There is now mounting concern over the impact of bluetongue in livestock, with more than 40 cases confirmed on over 20 premises, according to Defra’s Animal & Plant Health Agency.
Bluetongue can cause infertility and breathing problems among a number of animals, including sheep, cattle and goats.
And while it is not transmissible to humans, the spread of the disease – through infected ticks, particularly in warm and damp conditions – can “impact on the logistics of supply due to the implementation of control zones”, says British Meat Processors Association CEO Nick Allen.
“We will be lucky if we get to spring without a big outbreak,” Allen says. “We’re steeling ourselves for that, but it could be a nightmare for supply.”
All of this has already prompted a significant response from major supermarkets.
The likes of Asda, Morrisons, Waitrose, Lidl, Tesco and Sainsbury’s all told The Grocer this week they had moved to relax specifications on impacted crops, with an increase in under or oversized and misshapen produce currently sold in stores.

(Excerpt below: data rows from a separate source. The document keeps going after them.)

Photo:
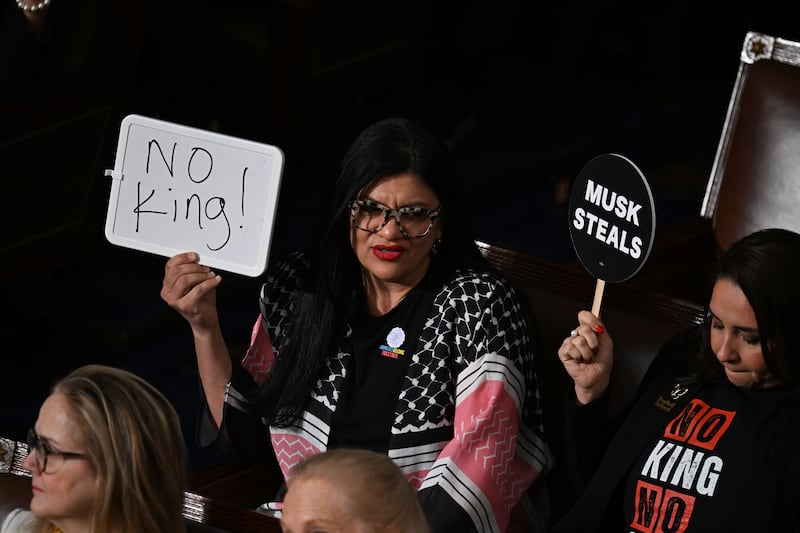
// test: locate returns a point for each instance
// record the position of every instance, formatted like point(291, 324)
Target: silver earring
point(435, 248)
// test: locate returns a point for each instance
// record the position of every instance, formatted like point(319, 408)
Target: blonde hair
point(133, 438)
point(374, 487)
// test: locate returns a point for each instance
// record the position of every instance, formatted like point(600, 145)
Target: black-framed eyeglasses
point(49, 460)
point(413, 222)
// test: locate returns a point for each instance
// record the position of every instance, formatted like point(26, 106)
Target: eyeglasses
point(413, 222)
point(48, 457)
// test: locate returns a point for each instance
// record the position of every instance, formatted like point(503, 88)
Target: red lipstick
point(388, 253)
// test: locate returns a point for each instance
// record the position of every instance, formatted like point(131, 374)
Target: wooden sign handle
point(598, 297)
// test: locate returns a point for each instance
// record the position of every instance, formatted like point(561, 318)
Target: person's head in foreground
point(353, 491)
point(106, 455)
point(755, 309)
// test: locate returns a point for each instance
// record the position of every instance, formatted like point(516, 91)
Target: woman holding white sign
point(710, 441)
point(392, 335)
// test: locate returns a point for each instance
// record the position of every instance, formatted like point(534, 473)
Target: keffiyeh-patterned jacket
point(467, 429)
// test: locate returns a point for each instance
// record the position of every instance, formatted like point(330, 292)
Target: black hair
point(764, 266)
point(320, 312)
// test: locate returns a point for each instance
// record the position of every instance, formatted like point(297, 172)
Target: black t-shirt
point(382, 347)
point(709, 469)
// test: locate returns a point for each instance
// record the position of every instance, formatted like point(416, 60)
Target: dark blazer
point(619, 442)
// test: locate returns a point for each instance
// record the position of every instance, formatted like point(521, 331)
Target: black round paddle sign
point(611, 218)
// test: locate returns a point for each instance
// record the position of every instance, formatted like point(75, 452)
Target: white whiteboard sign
point(178, 189)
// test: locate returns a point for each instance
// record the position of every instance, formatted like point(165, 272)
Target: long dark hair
point(764, 266)
point(320, 312)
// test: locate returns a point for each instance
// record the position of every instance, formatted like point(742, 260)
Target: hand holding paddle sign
point(611, 220)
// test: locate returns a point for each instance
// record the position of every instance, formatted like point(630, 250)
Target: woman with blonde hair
point(106, 456)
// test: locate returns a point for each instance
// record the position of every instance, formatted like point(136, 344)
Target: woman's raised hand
point(190, 289)
point(588, 357)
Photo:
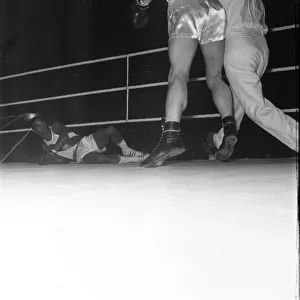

Despite the conditions faced by their suppliers, they were all keen to stress there was currently no need to panic on the issue of fresh produce shortages.
John Moulding, commercial director of grower TH Clements, which has lost about 20% of its total winter crops including sprouts, cabbages, cauliflower and leeks, says: “It’s been a very tough time for us for more than three months, both physically and financially in having to pull the vegetables out of the muddy fields.
“But the flexibility Tesco has given us has allowed us to maximise the amount of product we can get on their shelves.”